Figure 8. Depletion of ARHGAP22 stimulates cell spreading on fibronectin.

(A) Immunoblot showing that ARHGAP22 is depleted after 48 h of siRNA treatment of C2C12 cells. ARHGAP22 and tubulin were detected by immunoblot using anti-ARHGAP22 and anti-tubulin antibodies, respectively. (B) C2C12 cells were treated with control or ARHGAP22 siRNAs for 48 h and serum-starved. The cells were trypsinized and then plated on fibronectin-coated coverslips and fixed at 10, 20, 30, and 40 min after plating. The cells were stained with phalloidin for F-actin.
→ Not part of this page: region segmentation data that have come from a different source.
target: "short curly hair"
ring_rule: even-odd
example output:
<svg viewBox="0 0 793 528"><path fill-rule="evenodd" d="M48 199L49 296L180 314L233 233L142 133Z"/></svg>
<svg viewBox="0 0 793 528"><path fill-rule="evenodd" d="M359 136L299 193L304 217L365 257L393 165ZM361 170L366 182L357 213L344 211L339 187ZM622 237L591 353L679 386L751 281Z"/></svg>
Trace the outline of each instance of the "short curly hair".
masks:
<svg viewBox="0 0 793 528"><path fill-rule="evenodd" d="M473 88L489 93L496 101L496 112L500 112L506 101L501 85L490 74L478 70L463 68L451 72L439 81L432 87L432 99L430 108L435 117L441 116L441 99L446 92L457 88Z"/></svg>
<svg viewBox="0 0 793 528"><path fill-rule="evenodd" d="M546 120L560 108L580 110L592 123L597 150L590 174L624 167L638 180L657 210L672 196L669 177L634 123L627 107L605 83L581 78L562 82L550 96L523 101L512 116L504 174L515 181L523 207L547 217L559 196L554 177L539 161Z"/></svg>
Scale bar, 20 µm. (C) The percentage of spread cells (n = 200) were calculated and plotted as the mean ± s.e.m. (N = 3). (D) The surface area of spreading cells (n = 100) 10 min after plating was calculated and shown as box and whisker plots. **, p<0.01. Statistical significance was determined by Welch's t-test. (E) HEK cells were treated with control or ARHGAP22 siRNA for 24 h followed by transfection with HA-tagged ARHGAP22 constructs. The cells were cultured for another 24 h. ARHGAP22 and tubulin were analyzed by immunoblot using anti-HA and anti-tubulin antibodies, respectively. (F) C2C12 cells were treated with control or ARHGAP22 siRNA KD#1 for 24 h followed by a transfection with rescue constructs (KD^r). The cells were cultured for another 24 h and serum-starved. The cells were fixed and stained with anti-HA antibody for HA-KD^r (green) and phalloidin (red). Merged fluorescent images are shown. The cells were also stained with hoechst 33258 for nuclei (blue). Scale bar, 20 µm.